How Much Sugar Should Your Toddler Eat? Sugar can seem almost impossible to avoid, considering it is anywhere and everywhere you take your kids. Think about all the cupcakes and goodies at school celebrations, birthday parties, get togethers, and even at the banks and barber shops that put out the little bowl of lollipops that your kid never seems to miss. Sweets are so commonplace in American culture that we’ve all become a little desensitized to how sugar can impact our kids’ health. We might somehow think our kids will be alright because “kids will burn it off.” Yes, active kids might be running around burning calories, but now is the time to develop good dietary habits and train their taste buds for the right kind of foods.
How Much Sugar Are Toddlers Consuming On Average? What Can Happen When Your Child Consumes Too Much Sugar?
Even before children reach toddler age, they’re already consuming an average of more than 7 teaspoons of added sugar daily. This is more than the recommended amount for adults. A diet high in processed sugars has been linked to a number of diseases and medical conditions in both adults and children. Remember, it’s not just cavities you have to worry about, but also obesity, heart disease, high cholesterol, and high blood pressure.

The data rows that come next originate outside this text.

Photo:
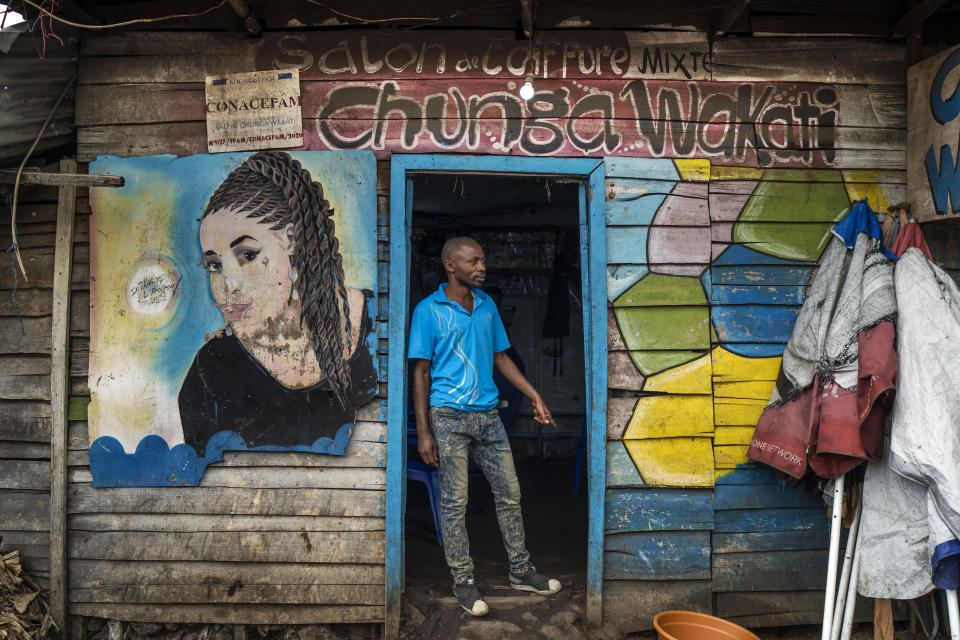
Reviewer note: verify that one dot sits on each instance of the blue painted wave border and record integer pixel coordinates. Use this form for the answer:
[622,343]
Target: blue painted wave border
[155,464]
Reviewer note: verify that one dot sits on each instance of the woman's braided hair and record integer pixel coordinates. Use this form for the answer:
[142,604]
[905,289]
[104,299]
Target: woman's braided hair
[273,187]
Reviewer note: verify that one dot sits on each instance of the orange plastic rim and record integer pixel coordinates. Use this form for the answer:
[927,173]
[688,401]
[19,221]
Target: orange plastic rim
[689,625]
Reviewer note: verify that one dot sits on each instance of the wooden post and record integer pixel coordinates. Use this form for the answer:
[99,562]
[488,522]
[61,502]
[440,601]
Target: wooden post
[60,397]
[882,619]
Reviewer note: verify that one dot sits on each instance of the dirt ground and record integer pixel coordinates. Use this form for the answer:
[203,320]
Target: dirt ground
[555,523]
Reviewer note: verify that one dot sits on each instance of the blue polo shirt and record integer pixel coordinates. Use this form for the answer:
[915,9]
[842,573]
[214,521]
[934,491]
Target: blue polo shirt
[460,348]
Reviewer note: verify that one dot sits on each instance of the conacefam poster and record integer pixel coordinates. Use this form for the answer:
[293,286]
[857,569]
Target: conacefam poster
[233,308]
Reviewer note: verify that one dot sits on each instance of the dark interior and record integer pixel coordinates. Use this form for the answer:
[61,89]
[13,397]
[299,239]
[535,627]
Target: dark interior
[528,228]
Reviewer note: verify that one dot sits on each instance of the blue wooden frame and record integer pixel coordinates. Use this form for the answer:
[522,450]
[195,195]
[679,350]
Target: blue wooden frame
[592,253]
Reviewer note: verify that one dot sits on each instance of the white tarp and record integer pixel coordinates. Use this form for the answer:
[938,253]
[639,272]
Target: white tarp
[912,498]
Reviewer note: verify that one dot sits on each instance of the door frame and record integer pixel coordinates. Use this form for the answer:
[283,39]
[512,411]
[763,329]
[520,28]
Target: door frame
[593,253]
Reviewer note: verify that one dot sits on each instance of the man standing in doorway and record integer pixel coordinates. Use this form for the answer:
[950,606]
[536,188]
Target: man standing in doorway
[456,339]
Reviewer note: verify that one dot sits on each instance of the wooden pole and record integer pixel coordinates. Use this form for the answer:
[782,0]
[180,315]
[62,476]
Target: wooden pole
[882,619]
[60,396]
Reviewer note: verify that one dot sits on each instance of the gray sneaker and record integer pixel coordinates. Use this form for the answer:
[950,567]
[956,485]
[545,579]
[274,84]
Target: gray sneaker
[469,597]
[533,581]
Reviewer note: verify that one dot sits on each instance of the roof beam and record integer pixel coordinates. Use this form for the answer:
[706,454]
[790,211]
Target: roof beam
[730,14]
[915,17]
[35,176]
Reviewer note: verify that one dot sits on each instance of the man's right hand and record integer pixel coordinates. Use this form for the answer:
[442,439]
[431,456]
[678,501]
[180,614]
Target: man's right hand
[427,447]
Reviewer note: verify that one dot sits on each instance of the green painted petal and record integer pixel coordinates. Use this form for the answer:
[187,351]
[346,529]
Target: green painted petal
[791,212]
[656,289]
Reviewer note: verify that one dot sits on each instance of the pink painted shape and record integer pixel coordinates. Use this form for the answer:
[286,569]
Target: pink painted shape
[683,251]
[728,197]
[686,206]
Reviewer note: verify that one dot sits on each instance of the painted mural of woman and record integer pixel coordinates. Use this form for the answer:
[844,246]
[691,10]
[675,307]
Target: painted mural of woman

How Much Sugar Should We Be Consuming? How Can You Get Your Child to Stop Eating So Much Added Sugar?
The American Heart Association recommends no more than 6 teaspoons of sugar for children ages 2 to 19 and adult women. For adult men, 9 teaspoons should be the max.
Cutting down on sugar is, of course, easier said than done. You could start by transitioning your child into eating more fruit to satisfy their sweet cravings. Although there is no hard evidence showing any major differences between natural and processed sugars, foods with processed sugars typically have a higher, more concentrated amount of sugar compared to a serving of fruit. For instance, one cupcake contains 20 grams of sugar, while a whole cup of strawberries only contains 7 grams of sugar. By eating fruit instead of a cupcake or lollipop, your child will also be gaining all the benefits and vitamins from the fruit that they wouldn’t be getting from eating processed foods.